Hi,
I am a begginner in Elastic Search and I don't know how to write my aggregation correctly and even if what I want is possible.
But between nested, inner_hits, top_hits, reverse_nested, bucket_sort, composite, etc... there is probably a solution somewhere :).

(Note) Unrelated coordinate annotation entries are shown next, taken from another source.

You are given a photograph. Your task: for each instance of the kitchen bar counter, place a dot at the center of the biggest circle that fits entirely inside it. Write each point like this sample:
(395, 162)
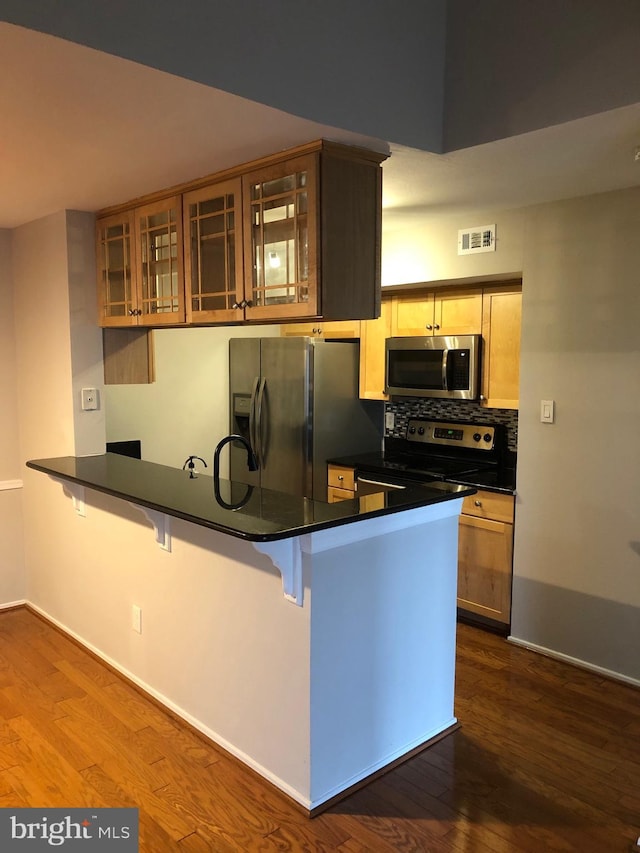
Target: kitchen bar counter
(251, 513)
(318, 683)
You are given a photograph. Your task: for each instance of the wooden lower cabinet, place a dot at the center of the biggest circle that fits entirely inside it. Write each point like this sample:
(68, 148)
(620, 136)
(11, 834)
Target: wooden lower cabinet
(334, 330)
(485, 556)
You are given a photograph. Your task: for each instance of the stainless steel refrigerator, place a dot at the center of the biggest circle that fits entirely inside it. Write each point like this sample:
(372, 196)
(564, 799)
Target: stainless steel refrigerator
(296, 401)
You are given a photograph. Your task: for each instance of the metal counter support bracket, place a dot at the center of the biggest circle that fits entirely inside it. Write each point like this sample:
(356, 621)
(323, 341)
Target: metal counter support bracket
(286, 556)
(161, 524)
(76, 492)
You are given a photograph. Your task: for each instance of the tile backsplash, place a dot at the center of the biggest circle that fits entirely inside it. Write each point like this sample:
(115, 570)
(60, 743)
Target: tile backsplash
(404, 409)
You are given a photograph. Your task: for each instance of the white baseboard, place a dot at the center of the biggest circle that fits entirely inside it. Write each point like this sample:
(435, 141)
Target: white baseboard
(178, 711)
(11, 605)
(600, 670)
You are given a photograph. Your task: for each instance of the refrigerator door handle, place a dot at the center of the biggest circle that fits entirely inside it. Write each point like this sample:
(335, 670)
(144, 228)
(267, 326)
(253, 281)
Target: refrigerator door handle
(252, 416)
(258, 428)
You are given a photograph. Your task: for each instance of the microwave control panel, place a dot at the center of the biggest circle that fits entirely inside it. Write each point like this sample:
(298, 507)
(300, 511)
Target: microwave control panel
(473, 436)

What I want and what I can achieve:
- I have 1 to 1.5M documents containing 1 to 4000 nested documents (but total nested doc < 2M).
-
- I need to filter by several fields on NESTED DOCUMENTS (not on main) for all the following aggregations
-
- I need the total number of MAIN DOCUMENTS once filtered by NESTED DOCUMENTS field(s)
-
- I need global stats (sum, avg) on some NESTED DOCUMENT FIELDS
-
- I need global median on some NESTED DOCUMENT FIELDS
-
- I need to return top_hits of SUM (not count) from NESTED DOCUMENT FIELDS aggregated by a NESTED DOCUMENT FIELD
This is where I'm having trouble:
-
- I need to return top_hits of SUM (not count) from NESTED DOCUMENT FIELDS aggregated by parent document (don't know how)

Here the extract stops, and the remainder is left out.